There are no Communion wafers at this service, just coffee and pastries, support and understanding from Atheists United Secular Latinos of San Gabriel Valley.

"Some people are afraid to RSVP, because they're afraid their family members might know they're questioning religion," said Rios, who started organizing this unusual convocation in Fresno three years ago. "I still show up just in case."

She is up against centuries of tradition.


In Mexican and Latin American homes, saints abound. Pope bobblehead dolls adorn bookshelves. Palm Sunday branches are tacked up on walls. Paintings of the Last Supper hang in dining rooms. Abuelas give rosaries to hang on the rearview mirror of the family car. Moms say "persignate" -- make the sign of the cross -- when you get on the freeway or there's turbulence on the plane.

In Mexican culture, there is no greater icon than the Virgen de Guadalupe. In Spanish, goodbye literally means "to God." Adios.
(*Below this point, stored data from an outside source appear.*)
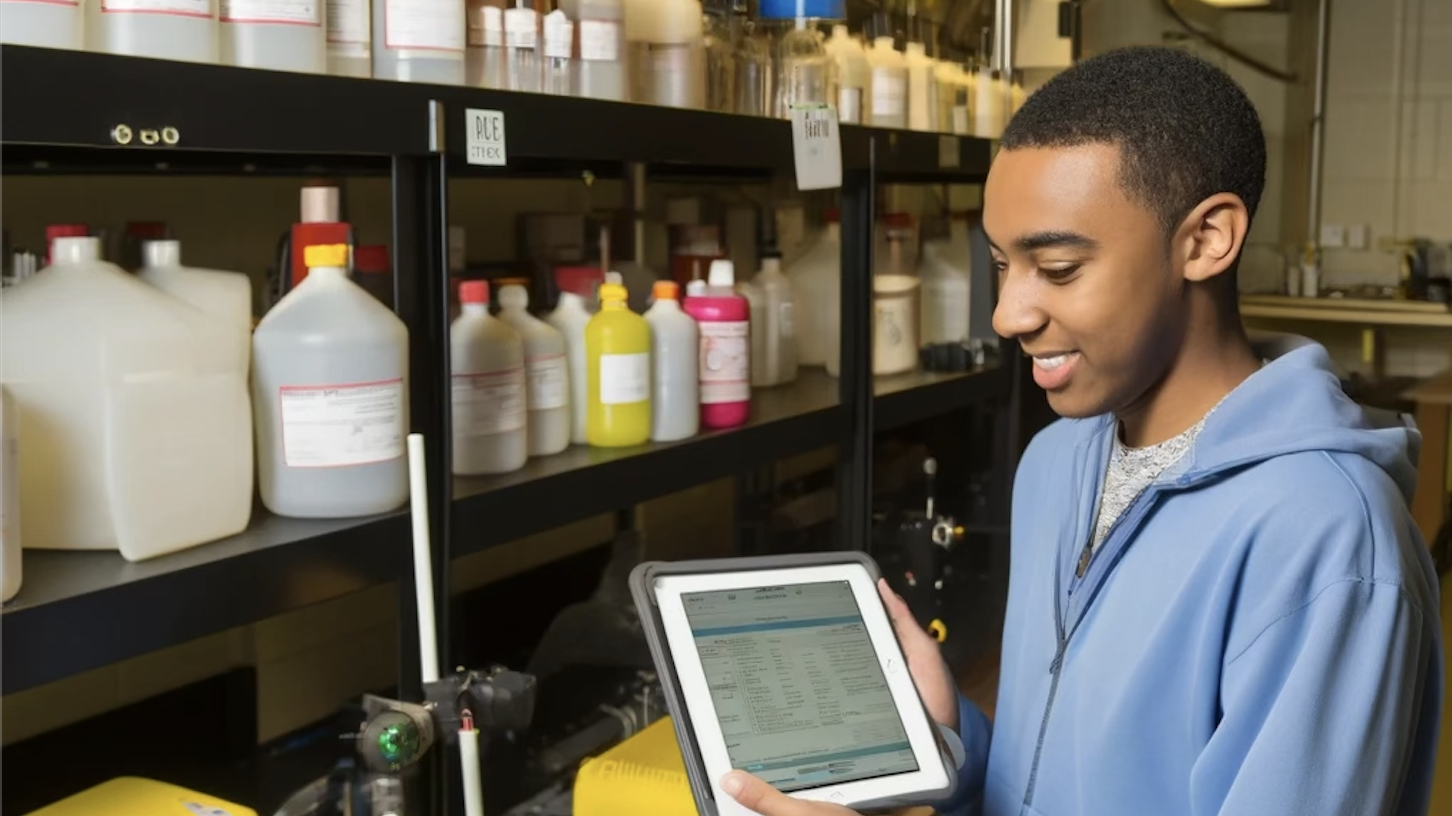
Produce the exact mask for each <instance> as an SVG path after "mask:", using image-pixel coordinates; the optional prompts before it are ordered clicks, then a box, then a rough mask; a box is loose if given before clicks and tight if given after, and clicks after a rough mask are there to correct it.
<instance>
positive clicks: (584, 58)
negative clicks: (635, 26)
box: [559, 0, 627, 102]
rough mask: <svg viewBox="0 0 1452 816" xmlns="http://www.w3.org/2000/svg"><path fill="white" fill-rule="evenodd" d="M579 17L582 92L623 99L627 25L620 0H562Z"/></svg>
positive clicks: (568, 10) (578, 36) (576, 21)
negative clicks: (624, 25) (626, 23)
mask: <svg viewBox="0 0 1452 816" xmlns="http://www.w3.org/2000/svg"><path fill="white" fill-rule="evenodd" d="M559 7H560V9H563V12H565V13H566V15H569V17H571V19H572V20H576V29H578V35H576V39H579V60H578V62H576V73H578V77H579V78H578V81H579V96H588V97H591V99H608V100H617V102H621V100H624V99H627V94H626V28H624V17H626V12H624V4H623V3H621V0H562V1H560V4H559Z"/></svg>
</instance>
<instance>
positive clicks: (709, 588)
mask: <svg viewBox="0 0 1452 816" xmlns="http://www.w3.org/2000/svg"><path fill="white" fill-rule="evenodd" d="M854 555H855V553H854ZM862 560H865V556H860V558H854V559H851V560H848V562H839V563H819V565H804V566H781V568H765V569H741V568H739V566H738V568H736V569H732V571H729V572H697V574H690V572H684V574H656V575H653V576H650V578H649V585H650V589H652V591H653V594H655V604H656V607H658V610H659V611H658V614H659V624H661V629H662V630H664V635H665V640H666V645H668V646H669V652H668V655H669V661H671V662H672V664H674V674H675V677H677V680H678V694H680V697H681V698H682V700H684V707H685V711H687V713H688V714H690V716H688V722H690V727H691V730H693V732H694V738H696V739H694V742H696V748H697V749H698V752H700V762H701V765H703V771H704V774H703V775H704V781H709V784H710V793H711V799H713V800H714V804H716V810H717V813H722V815H746V813H751V812H749V810H746V809H745V807H742V806H739V804H736V801H735V800H732V799H730V797H729V796H726V794H725V793H723V791H722V790H720V780H722V777H723V775H725V774H726V772H729V771H730V770H732V768H739V770H745V771H749V772H752V774H755V775H758V777H761V778H762V780H765V781H768V783H771V784H772V786H775V787H777V788H780V790H783V791H786V793H790V794H791V796H796V797H800V799H812V800H823V801H835V803H841V804H847V806H852V804H864V803H881V801H912V800H918V801H922V800H923V799H932V796H931V794H932V793H938V794H941V793H944V791H950V790H951V788H953V783H954V780H953V778H951V772H950V768H948V765H947V762H945V759H944V752H942V748H941V746H939V742H938V730H937V726H935V725H934V723H932V722H931V720H929V719H928V714H926V711H925V709H923V706H922V701H921V698H919V697H918V690H916V688H915V687H913V681H912V675H909V672H907V666H906V662H905V659H903V655H902V649H900V648H899V645H897V639H896V636H894V635H893V629H892V623H890V620H889V617H887V610H886V608H884V607H883V603H881V598H880V597H878V594H877V585H876V575H874V574H873V572H871V571H870V569H868V566H867V565H865V563H862ZM758 562H759V559H758ZM717 563H719V562H717ZM684 749H685V740H684V739H682V751H684ZM687 761H688V762H690V758H688V759H687Z"/></svg>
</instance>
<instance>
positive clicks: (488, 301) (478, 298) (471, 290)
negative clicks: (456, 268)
mask: <svg viewBox="0 0 1452 816" xmlns="http://www.w3.org/2000/svg"><path fill="white" fill-rule="evenodd" d="M459 302H460V303H484V305H488V303H489V282H488V280H465V282H463V283H460V285H459Z"/></svg>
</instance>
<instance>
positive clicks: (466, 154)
mask: <svg viewBox="0 0 1452 816" xmlns="http://www.w3.org/2000/svg"><path fill="white" fill-rule="evenodd" d="M463 122H465V126H466V128H468V131H469V132H468V134H466V135H465V144H466V145H468V148H469V152H468V154H466V160H468V163H469V164H484V166H486V167H504V166H505V164H508V154H507V152H505V150H504V112H502V110H479V109H476V107H469V109H466V110H465V112H463Z"/></svg>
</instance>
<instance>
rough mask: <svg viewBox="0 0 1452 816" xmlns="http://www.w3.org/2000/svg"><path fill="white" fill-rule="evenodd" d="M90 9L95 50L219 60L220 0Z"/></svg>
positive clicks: (161, 55)
mask: <svg viewBox="0 0 1452 816" xmlns="http://www.w3.org/2000/svg"><path fill="white" fill-rule="evenodd" d="M7 6H9V3H7ZM86 9H87V20H86V38H87V42H89V46H90V49H91V51H105V52H110V54H129V55H132V57H151V58H157V60H183V61H187V62H216V61H218V0H91V1H89V3H86ZM7 13H9V10H7Z"/></svg>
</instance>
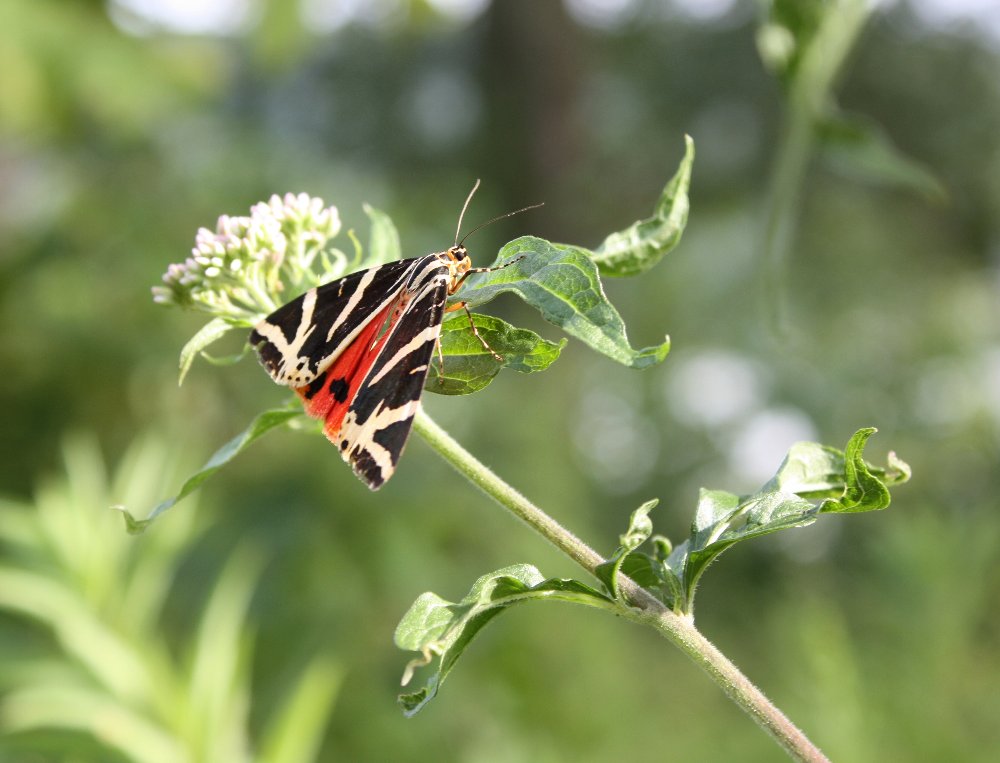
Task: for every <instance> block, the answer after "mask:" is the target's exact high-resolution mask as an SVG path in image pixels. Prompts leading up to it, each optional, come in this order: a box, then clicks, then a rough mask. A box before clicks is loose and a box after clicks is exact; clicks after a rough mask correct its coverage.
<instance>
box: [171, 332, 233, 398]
mask: <svg viewBox="0 0 1000 763" xmlns="http://www.w3.org/2000/svg"><path fill="white" fill-rule="evenodd" d="M235 328H237V326H236V325H235V324H234V323H233V322H232V321H228V320H223V319H222V318H213V319H212V320H210V321H209V322H208V323H206V324H205V325H204V326H202V327H201V329H199V331H198V333H197V334H195V335H194V336H193V337H191V338H190V339H189V340H188V342H187V344H185V345H184V347H183V348H182V349H181V357H180V364H179V365H180V375H179V376H178V378H177V385H178V386H180V385H181V384H183V383H184V377H185V376H187V372H188V371H189V370H190V368H191V364H192V363H194V359H195V357H196V356H197V355H198V353H200V352H201V351H202V350H204V349H205V348H206V347H208V346H209V345H210V344H212V343H213V342H216V341H218V340H219V339H221V338H222V337H224V336H225V335H226V334H228V333H229V332H230V331H232V330H233V329H235Z"/></svg>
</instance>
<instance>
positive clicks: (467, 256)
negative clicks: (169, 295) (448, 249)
mask: <svg viewBox="0 0 1000 763" xmlns="http://www.w3.org/2000/svg"><path fill="white" fill-rule="evenodd" d="M445 254H446V255H447V257H448V268H449V269H450V270H451V272H452V275H453V276H463V275H465V274H466V273H468V272H469V271H470V270H471V269H472V258H471V257H469V252H468V250H467V249H466V248H465V247H464V246H462V245H461V244H457V245H455V246H453V247H451V248H450V249H449V250H448V251H447V252H445Z"/></svg>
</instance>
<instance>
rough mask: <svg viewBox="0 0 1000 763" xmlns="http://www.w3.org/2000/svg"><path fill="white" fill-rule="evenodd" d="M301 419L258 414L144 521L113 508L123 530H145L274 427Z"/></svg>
mask: <svg viewBox="0 0 1000 763" xmlns="http://www.w3.org/2000/svg"><path fill="white" fill-rule="evenodd" d="M302 415H304V414H303V412H302V411H298V410H292V409H288V408H278V409H273V410H268V411H264V412H263V413H261V414H259V415H258V416H257V417H256V418H255V419H254V420H253V421H252V422H251V423H250V426H249V427H247V428H246V429H245V430H244V431H243V432H241V433H240V434H238V435H236V437H234V438H233V439H232V440H230V441H229V442H227V443H226V444H225V445H223V446H222V447H221V448H219V449H218V450H217V451H215V453H213V454H212V457H211V458H210V459H208V461H206V462H205V465H204V466H202V467H201V469H199V470H198V471H197V472H195V473H194V474H193V475H191V476H190V477H189V478H188V480H187V481H186V482H185V483H184V485H183V486H182V487H181V489H180V492H178V493H177V495H175V496H174V497H173V498H168V499H167V500H165V501H163V502H161V503H160V504H158V505H157V506H156V507H155V508H154V509H153V510H152V511H151V512H150V513H149V515H148V516H147V517H146V518H145V519H136V518H135V516H134V515H133V514H132V512H130V511H128V510H127V509H126V508H125V507H123V506H116V507H115V508H116V509H118V510H119V511H121V512H122V515H123V516H124V517H125V527H126V529H127V530H128V531H129V533H131V534H133V535H136V534H138V533H141V532H145V530H146V529H147V528H148V527H149V525H150V524H152V523H153V521H154V520H155V519H156V518H157V517H158V516H160V514H162V513H163V512H165V511H167V510H168V509H170V508H171V507H172V506H173V505H174V504H175V503H177V502H178V501H180V500H181V499H183V498H185V497H186V496H188V495H190V494H191V493H193V492H194V491H195V490H197V489H198V488H199V487H201V484H202V483H203V482H204V481H205V480H207V479H208V478H209V477H211V476H212V475H213V474H215V473H216V472H217V471H218V470H219V469H220V468H222V467H223V466H225V465H226V464H227V463H229V462H230V461H232V460H233V459H234V458H235V457H236V456H238V455H239V454H240V453H242V452H243V450H244V449H246V448H247V447H249V446H250V445H251V444H252V443H253V442H254V441H255V440H256V439H258V438H259V437H262V436H263V435H264V434H266V433H267V432H269V431H271V430H272V429H274V428H275V427H278V426H281V425H282V424H286V423H288V422H289V421H291V420H292V419H294V418H297V417H299V416H302Z"/></svg>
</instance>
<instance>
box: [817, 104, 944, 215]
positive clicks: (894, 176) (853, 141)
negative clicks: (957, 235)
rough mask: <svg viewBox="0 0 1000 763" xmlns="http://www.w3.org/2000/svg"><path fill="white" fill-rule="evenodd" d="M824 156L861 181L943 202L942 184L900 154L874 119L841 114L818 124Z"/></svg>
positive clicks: (842, 171) (943, 196)
mask: <svg viewBox="0 0 1000 763" xmlns="http://www.w3.org/2000/svg"><path fill="white" fill-rule="evenodd" d="M819 137H820V146H821V148H822V151H823V155H824V156H825V157H826V159H827V160H828V162H829V163H830V164H831V165H833V167H834V168H835V169H837V170H840V171H841V172H843V173H845V174H848V175H851V176H853V177H856V178H859V179H860V180H862V181H866V182H870V183H877V184H879V185H886V186H892V187H897V188H902V189H904V190H908V191H913V192H915V193H919V194H921V195H922V196H924V197H925V198H927V199H930V200H932V201H936V202H944V201H945V200H946V199H947V198H948V192H947V190H946V189H945V187H944V184H943V183H942V182H941V181H940V180H939V179H938V178H937V177H935V175H934V174H933V173H932V172H931V171H930V170H929V169H927V167H925V166H924V165H922V164H921V163H920V162H918V161H916V160H915V159H912V158H910V157H909V156H907V155H906V154H904V153H903V152H902V151H900V150H899V149H898V148H897V147H896V146H895V145H894V144H893V142H892V140H891V139H890V138H889V136H888V135H887V134H886V132H885V130H883V129H882V127H881V126H880V125H879V124H878V123H876V122H875V121H874V120H871V119H867V118H865V117H863V116H861V115H858V114H845V113H843V112H840V113H838V114H836V115H834V116H831V117H829V118H827V119H826V120H824V121H823V123H821V124H820V125H819Z"/></svg>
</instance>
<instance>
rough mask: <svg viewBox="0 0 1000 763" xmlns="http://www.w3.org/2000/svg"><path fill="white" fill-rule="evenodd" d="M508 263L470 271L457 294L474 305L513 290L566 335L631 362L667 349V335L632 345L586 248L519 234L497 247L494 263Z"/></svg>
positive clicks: (589, 345) (619, 357) (641, 363)
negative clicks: (460, 295)
mask: <svg viewBox="0 0 1000 763" xmlns="http://www.w3.org/2000/svg"><path fill="white" fill-rule="evenodd" d="M519 258H520V259H519ZM507 263H512V264H510V265H509V266H508V267H504V268H502V269H499V270H494V271H492V272H489V273H483V274H479V275H477V276H473V277H471V278H470V279H469V285H468V286H467V287H466V288H465V289H463V290H462V292H461V299H462V300H463V301H465V302H467V303H468V304H469V306H470V307H474V306H478V305H482V304H485V303H486V302H489V301H490V300H491V299H493V298H495V297H497V296H499V295H500V294H503V293H505V292H511V293H514V294H516V295H517V296H519V297H520V298H521V299H523V300H524V301H525V302H527V303H528V304H529V305H531V306H532V307H534V308H535V309H537V310H538V311H539V312H540V313H541V314H542V317H543V318H545V320H547V321H549V322H550V323H553V324H555V325H556V326H559V327H560V328H561V329H562V330H563V331H565V332H566V333H567V334H569V335H570V336H574V337H576V338H577V339H580V340H581V341H583V342H584V343H585V344H587V345H589V346H590V347H591V348H592V349H594V350H596V351H597V352H600V353H602V354H604V355H606V356H607V357H609V358H612V359H613V360H616V361H618V362H619V363H622V364H624V365H626V366H631V367H632V368H647V367H649V366H652V365H655V364H657V363H659V362H661V361H662V360H663V359H664V358H665V357H666V356H667V353H668V352H669V351H670V340H669V339H667V340H666V341H665V342H664V343H663V344H659V345H654V346H652V347H645V348H643V349H640V350H634V349H632V346H631V345H630V344H629V341H628V337H627V336H626V335H625V323H624V322H623V321H622V318H621V316H620V315H619V314H618V311H617V310H615V308H614V306H613V305H612V304H611V303H610V302H609V301H608V298H607V297H606V296H605V294H604V287H603V286H602V285H601V278H600V275H599V274H598V272H597V266H596V265H595V264H594V262H593V260H592V259H591V258H590V255H589V253H588V252H587V250H585V249H582V248H580V247H575V246H569V245H566V244H552V243H550V242H548V241H545V240H543V239H540V238H535V237H533V236H523V237H521V238H518V239H515V240H514V241H511V242H510V243H509V244H507V245H506V246H504V247H503V249H501V250H500V254H499V255H498V256H497V260H496V264H497V265H504V264H507Z"/></svg>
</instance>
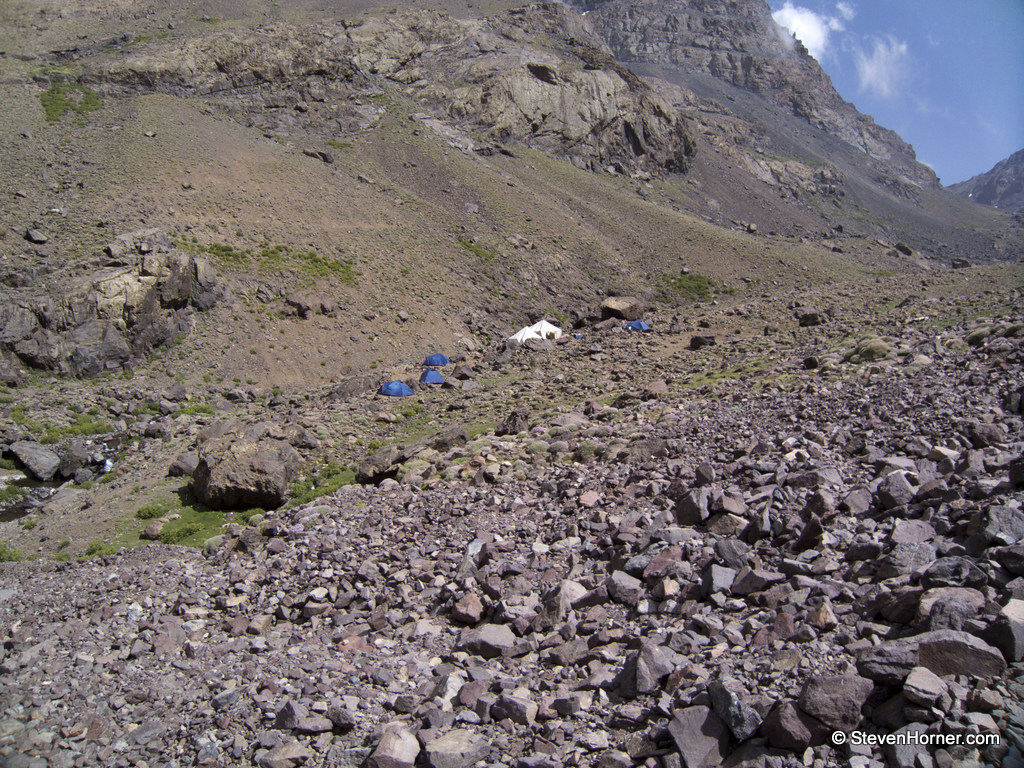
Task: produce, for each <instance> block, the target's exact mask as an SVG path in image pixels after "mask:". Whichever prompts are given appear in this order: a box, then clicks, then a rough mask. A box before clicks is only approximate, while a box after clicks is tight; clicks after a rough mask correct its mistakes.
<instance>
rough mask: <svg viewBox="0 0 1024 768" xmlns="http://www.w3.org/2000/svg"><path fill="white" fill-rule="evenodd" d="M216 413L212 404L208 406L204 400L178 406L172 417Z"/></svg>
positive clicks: (213, 414)
mask: <svg viewBox="0 0 1024 768" xmlns="http://www.w3.org/2000/svg"><path fill="white" fill-rule="evenodd" d="M216 413H217V412H216V411H214V409H213V406H208V404H207V403H205V402H197V403H194V404H191V406H184V407H183V408H179V409H178V410H177V411H175V412H174V414H173V415H172V418H174V419H177V418H178V417H179V416H213V415H214V414H216Z"/></svg>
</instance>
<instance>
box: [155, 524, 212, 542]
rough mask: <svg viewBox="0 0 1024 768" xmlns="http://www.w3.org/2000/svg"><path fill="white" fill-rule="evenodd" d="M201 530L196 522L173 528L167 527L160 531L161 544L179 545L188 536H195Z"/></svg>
mask: <svg viewBox="0 0 1024 768" xmlns="http://www.w3.org/2000/svg"><path fill="white" fill-rule="evenodd" d="M202 529H203V526H202V525H200V524H199V523H198V522H186V523H183V524H181V525H175V526H173V527H170V526H167V527H165V528H164V529H163V530H162V531H160V542H161V544H180V543H181V542H183V541H184V540H185V539H187V538H188V537H190V536H195V535H196V534H198V532H199V531H201V530H202Z"/></svg>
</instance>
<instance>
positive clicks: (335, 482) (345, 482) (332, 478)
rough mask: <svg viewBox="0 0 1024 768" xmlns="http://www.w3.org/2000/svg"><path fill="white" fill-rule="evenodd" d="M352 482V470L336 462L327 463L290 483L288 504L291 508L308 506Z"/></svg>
mask: <svg viewBox="0 0 1024 768" xmlns="http://www.w3.org/2000/svg"><path fill="white" fill-rule="evenodd" d="M353 482H355V473H354V472H353V471H352V470H350V469H348V468H346V467H342V466H341V465H340V464H338V463H337V462H329V463H328V464H327V465H326V466H324V467H323V468H321V470H319V471H318V472H316V473H315V474H313V475H310V476H309V477H307V478H305V479H303V480H299V481H298V482H294V483H292V487H291V488H289V492H288V496H289V500H290V504H291V506H293V507H298V506H301V505H303V504H308V503H309V502H311V501H313V500H314V499H319V498H321V497H322V496H327V495H328V494H333V493H334V492H335V490H337V489H338V488H340V487H341V486H342V485H351V484H352V483H353Z"/></svg>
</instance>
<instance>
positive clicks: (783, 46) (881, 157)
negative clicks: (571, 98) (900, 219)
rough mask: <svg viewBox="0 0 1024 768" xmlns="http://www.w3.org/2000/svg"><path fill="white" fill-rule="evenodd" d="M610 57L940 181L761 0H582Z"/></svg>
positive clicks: (915, 172)
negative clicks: (599, 30)
mask: <svg viewBox="0 0 1024 768" xmlns="http://www.w3.org/2000/svg"><path fill="white" fill-rule="evenodd" d="M579 5H580V7H581V8H583V9H584V10H586V11H588V18H589V19H592V20H593V22H594V24H595V25H596V26H597V27H598V28H599V29H600V31H601V33H602V34H603V36H604V39H605V40H606V41H607V43H608V45H609V46H610V47H611V50H612V51H613V52H614V54H615V57H616V58H618V59H620V60H621V61H625V62H630V63H651V65H668V66H672V67H676V68H680V69H681V70H683V71H685V72H688V73H694V72H695V73H702V74H706V75H710V76H712V77H715V78H717V79H719V80H722V81H725V82H727V83H729V84H731V85H734V86H736V87H738V88H743V89H745V90H749V91H753V92H755V93H757V94H759V95H760V96H761V97H763V98H765V99H767V100H769V101H771V102H774V103H775V104H777V105H779V106H781V108H783V109H784V110H786V111H787V112H791V113H792V114H794V115H796V116H798V117H800V118H803V119H805V120H806V121H807V122H808V123H809V124H810V125H811V126H813V127H815V128H817V129H820V130H821V131H824V132H827V133H831V134H834V135H836V136H839V137H840V138H842V139H843V140H844V141H846V142H847V143H849V144H851V145H852V146H855V147H857V148H858V150H861V151H862V152H864V153H865V154H866V155H868V156H869V157H870V158H874V159H878V160H881V161H885V162H886V163H888V164H891V165H892V166H893V167H894V169H896V170H898V172H899V173H900V174H902V175H905V176H906V177H907V178H908V179H909V180H910V181H911V182H913V183H919V184H928V185H931V186H935V185H937V179H936V177H935V174H934V173H933V172H932V171H931V170H930V169H929V168H927V167H925V166H923V165H921V164H919V163H918V162H916V158H915V156H914V153H913V148H912V147H911V146H910V145H909V144H907V143H906V142H905V141H903V140H902V139H901V138H900V137H899V136H898V135H897V134H896V133H895V132H893V131H890V130H888V129H886V128H882V127H881V126H879V125H877V124H876V123H874V121H873V120H872V119H871V118H870V117H868V116H866V115H861V114H860V113H859V112H857V110H856V109H855V108H854V106H853V104H851V103H849V102H847V101H845V100H844V99H843V98H842V96H840V94H839V92H838V91H837V90H836V89H835V88H834V87H833V84H831V80H830V79H829V78H828V76H827V75H826V74H825V73H824V71H823V70H822V69H821V68H820V67H819V66H818V63H817V61H815V60H814V58H813V57H812V56H811V55H810V54H809V53H808V52H807V50H806V49H805V48H804V47H803V46H802V45H801V44H800V43H799V42H797V41H795V40H794V39H793V38H792V37H791V36H790V35H788V33H787V32H786V31H785V30H782V29H780V28H778V27H777V26H776V25H775V23H774V20H773V19H772V17H771V9H770V8H769V7H768V4H767V3H765V2H763V1H762V0H743V1H740V2H737V1H736V0H728V1H727V0H639V1H636V0H582V2H581V3H579Z"/></svg>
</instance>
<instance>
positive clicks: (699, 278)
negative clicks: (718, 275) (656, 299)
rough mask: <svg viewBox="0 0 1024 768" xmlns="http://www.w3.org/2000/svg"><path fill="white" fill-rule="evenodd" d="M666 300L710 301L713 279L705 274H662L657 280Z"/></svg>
mask: <svg viewBox="0 0 1024 768" xmlns="http://www.w3.org/2000/svg"><path fill="white" fill-rule="evenodd" d="M657 285H658V288H659V289H660V290H662V294H663V296H664V298H665V300H666V301H676V302H679V301H692V302H697V301H710V300H711V299H712V297H713V295H714V290H715V281H713V280H712V279H711V278H709V276H708V275H707V274H697V273H695V272H690V273H689V274H676V275H672V274H663V275H662V276H660V278H659V279H658V281H657Z"/></svg>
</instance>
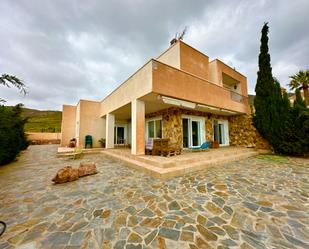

A Dios.

Even though identification with the Catholic Church, or any church for that matter, has dwindled some among Latinos in the United States over the last decade, Latinos do not hold atheists in high regard.

Some 47% of Latinos describe themselves as Catholic, down from 57% a decade ago, according to a Pew Research Center survey on America's changing religious landscape released in October. At the same time, 23% of Latinos say they are religiously unaffiliated, up from 15% in 2009.